That air pocket scenario is exactly why we don't check very many bank holes. We were checking a new riprap wall yesterday and I had a big water snake come out of a crack and eyeball me eye to eye. Poisonous or not, that brought an immediate halt to the activities there. :lol:


----------



## Quackrstackr (Jun 15, 2010)

First fish of the day on Saturday.


----------



## Ictalurus (Jun 15, 2010)

Nice! =D> You eat those?


----------



## Quackrstackr (Jun 15, 2010)

Some of them. We will usually keep 2 or 3 per year and we did that on the first day. It doesn't take many to keep you supplied.

We turn the rest of them loose.


----------



## Brine (Jun 15, 2010)

I assume these holes are also good for dropping a bluegill into :roll: 

Do you ever rod and reel fish the same holes you grapple?

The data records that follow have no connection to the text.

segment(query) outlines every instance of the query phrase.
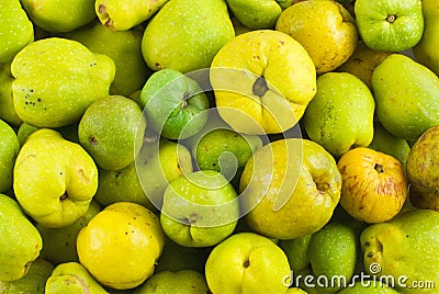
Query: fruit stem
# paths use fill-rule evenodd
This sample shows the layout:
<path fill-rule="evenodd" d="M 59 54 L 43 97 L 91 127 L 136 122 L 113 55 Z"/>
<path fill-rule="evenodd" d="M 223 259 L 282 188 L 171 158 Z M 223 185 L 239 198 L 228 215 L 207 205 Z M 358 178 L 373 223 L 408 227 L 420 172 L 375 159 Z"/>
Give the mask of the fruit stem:
<path fill-rule="evenodd" d="M 387 15 L 386 20 L 387 22 L 393 23 L 396 20 L 396 15 L 395 14 Z"/>
<path fill-rule="evenodd" d="M 66 200 L 68 197 L 67 192 L 64 192 L 64 194 L 59 197 L 60 201 Z"/>
<path fill-rule="evenodd" d="M 384 172 L 384 167 L 379 163 L 375 163 L 373 168 L 378 171 L 378 173 Z"/>
<path fill-rule="evenodd" d="M 268 91 L 268 86 L 267 81 L 263 77 L 258 77 L 258 79 L 255 81 L 254 87 L 251 89 L 254 91 L 254 94 L 258 97 L 263 97 L 266 92 Z"/>

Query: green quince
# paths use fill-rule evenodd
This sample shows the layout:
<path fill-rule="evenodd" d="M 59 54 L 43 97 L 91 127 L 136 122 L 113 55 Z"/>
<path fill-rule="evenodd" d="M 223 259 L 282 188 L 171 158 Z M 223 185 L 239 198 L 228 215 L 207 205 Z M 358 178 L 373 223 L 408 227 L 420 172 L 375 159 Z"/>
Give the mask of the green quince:
<path fill-rule="evenodd" d="M 38 127 L 59 127 L 79 121 L 92 102 L 109 95 L 115 66 L 79 42 L 48 37 L 16 54 L 11 72 L 20 118 Z"/>
<path fill-rule="evenodd" d="M 424 32 L 421 0 L 357 0 L 356 24 L 373 50 L 402 52 L 414 47 Z"/>

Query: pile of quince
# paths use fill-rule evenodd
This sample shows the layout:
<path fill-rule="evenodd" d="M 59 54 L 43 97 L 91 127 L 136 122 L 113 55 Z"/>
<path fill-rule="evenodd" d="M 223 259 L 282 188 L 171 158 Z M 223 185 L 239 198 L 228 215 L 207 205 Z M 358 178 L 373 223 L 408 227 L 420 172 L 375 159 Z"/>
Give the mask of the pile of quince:
<path fill-rule="evenodd" d="M 437 293 L 437 0 L 2 0 L 0 293 Z"/>

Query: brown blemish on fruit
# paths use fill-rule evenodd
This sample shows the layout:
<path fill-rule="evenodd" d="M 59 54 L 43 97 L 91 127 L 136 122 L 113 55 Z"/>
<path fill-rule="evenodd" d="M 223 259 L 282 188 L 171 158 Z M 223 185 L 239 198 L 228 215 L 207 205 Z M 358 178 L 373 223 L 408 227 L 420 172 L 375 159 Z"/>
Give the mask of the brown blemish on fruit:
<path fill-rule="evenodd" d="M 67 192 L 64 192 L 64 194 L 59 196 L 59 201 L 64 201 L 66 199 L 68 199 L 68 194 Z"/>
<path fill-rule="evenodd" d="M 91 135 L 89 137 L 89 142 L 90 142 L 91 145 L 97 145 L 98 144 L 98 139 L 93 135 Z"/>
<path fill-rule="evenodd" d="M 105 13 L 105 11 L 106 11 L 106 8 L 105 8 L 105 5 L 104 5 L 104 4 L 99 4 L 99 7 L 98 7 L 98 11 L 99 11 L 99 13 L 100 13 L 100 14 L 103 14 L 103 13 Z"/>
<path fill-rule="evenodd" d="M 254 94 L 256 94 L 260 98 L 263 97 L 266 94 L 266 92 L 269 90 L 266 79 L 263 77 L 258 77 L 258 79 L 256 79 L 251 90 L 252 90 Z"/>
<path fill-rule="evenodd" d="M 244 261 L 244 262 L 243 262 L 243 267 L 246 268 L 246 269 L 247 269 L 248 267 L 250 267 L 250 261 L 249 261 L 249 260 Z"/>
<path fill-rule="evenodd" d="M 378 173 L 384 172 L 384 167 L 381 166 L 380 163 L 375 163 L 375 165 L 373 166 L 373 168 L 376 170 Z"/>
<path fill-rule="evenodd" d="M 387 19 L 386 19 L 387 22 L 393 23 L 395 20 L 396 20 L 395 14 L 387 15 Z"/>

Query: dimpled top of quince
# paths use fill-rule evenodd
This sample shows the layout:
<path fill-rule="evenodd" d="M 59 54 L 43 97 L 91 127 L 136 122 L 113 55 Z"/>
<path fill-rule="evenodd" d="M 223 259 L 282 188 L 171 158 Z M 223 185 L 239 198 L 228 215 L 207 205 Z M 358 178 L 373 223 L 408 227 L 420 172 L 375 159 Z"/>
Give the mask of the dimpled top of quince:
<path fill-rule="evenodd" d="M 215 55 L 211 83 L 222 118 L 246 134 L 273 134 L 296 124 L 316 93 L 316 70 L 289 35 L 257 30 Z"/>
<path fill-rule="evenodd" d="M 49 37 L 23 48 L 12 60 L 18 115 L 38 127 L 77 122 L 86 109 L 109 94 L 115 65 L 76 41 Z"/>
<path fill-rule="evenodd" d="M 14 55 L 34 41 L 34 30 L 20 0 L 0 2 L 0 63 L 10 63 Z"/>

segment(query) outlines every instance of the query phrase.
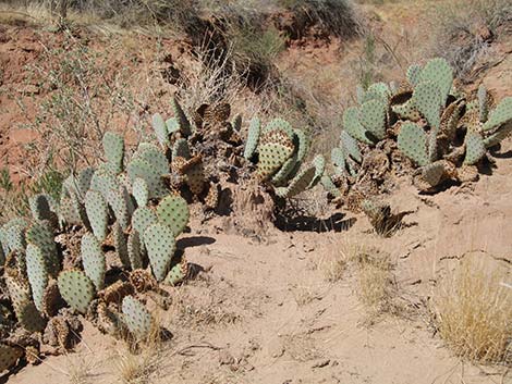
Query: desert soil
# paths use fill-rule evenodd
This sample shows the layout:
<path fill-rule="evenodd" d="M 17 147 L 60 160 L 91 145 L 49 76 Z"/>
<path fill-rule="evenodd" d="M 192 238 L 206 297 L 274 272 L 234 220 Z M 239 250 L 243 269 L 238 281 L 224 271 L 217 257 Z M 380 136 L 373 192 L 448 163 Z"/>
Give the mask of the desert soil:
<path fill-rule="evenodd" d="M 26 28 L 0 29 L 9 37 L 0 42 L 3 90 L 23 83 L 21 69 L 40 49 Z M 503 97 L 512 89 L 512 54 L 510 47 L 500 49 L 502 60 L 480 78 Z M 289 60 L 298 60 L 296 52 Z M 2 92 L 0 156 L 14 175 L 27 153 L 23 145 L 34 137 L 19 129 L 16 111 L 15 100 Z M 192 222 L 182 241 L 188 260 L 203 271 L 173 289 L 171 309 L 159 312 L 173 337 L 148 382 L 512 383 L 502 369 L 454 357 L 434 333 L 427 310 L 439 275 L 458 259 L 477 257 L 489 268 L 508 270 L 512 282 L 511 158 L 508 139 L 491 174 L 436 196 L 419 196 L 403 184 L 387 199 L 393 210 L 411 213 L 389 238 L 376 235 L 364 215 L 349 213 L 339 231 L 275 230 L 264 241 L 228 233 L 220 221 Z M 389 255 L 393 297 L 379 313 L 362 304 L 351 262 L 339 280 L 328 278 L 336 261 L 350 260 L 355 249 Z M 82 372 L 83 383 L 117 382 L 121 343 L 90 324 L 82 337 L 76 351 L 48 357 L 3 381 L 60 384 Z"/>

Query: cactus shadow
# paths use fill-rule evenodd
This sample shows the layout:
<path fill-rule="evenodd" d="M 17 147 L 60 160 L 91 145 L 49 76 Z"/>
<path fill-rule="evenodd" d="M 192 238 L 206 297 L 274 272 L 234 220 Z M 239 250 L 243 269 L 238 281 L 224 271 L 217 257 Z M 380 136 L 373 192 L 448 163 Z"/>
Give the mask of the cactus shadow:
<path fill-rule="evenodd" d="M 209 236 L 191 236 L 176 241 L 178 249 L 186 249 L 214 244 L 216 239 Z"/>
<path fill-rule="evenodd" d="M 281 214 L 276 220 L 276 227 L 282 232 L 344 232 L 349 231 L 356 221 L 355 218 L 346 219 L 346 214 L 341 212 L 327 219 L 305 214 L 290 218 Z"/>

Winter time?


----------



## Quackrstackr (Jun 15, 2010)

The holes are above the waterline in the winter because of drawdown.

We've thought about herding a bluegill in one but where's the fun in that? :mrgreen: 

We ran an aqua-view camera that was the shape of a bluegill into one two years ago while filming a tv show and the fish immediately snapped it in half. :lol: :shock: 

(honestly, the fish would cut your line immediately on the rough sides of the hole if you hooked one)


----------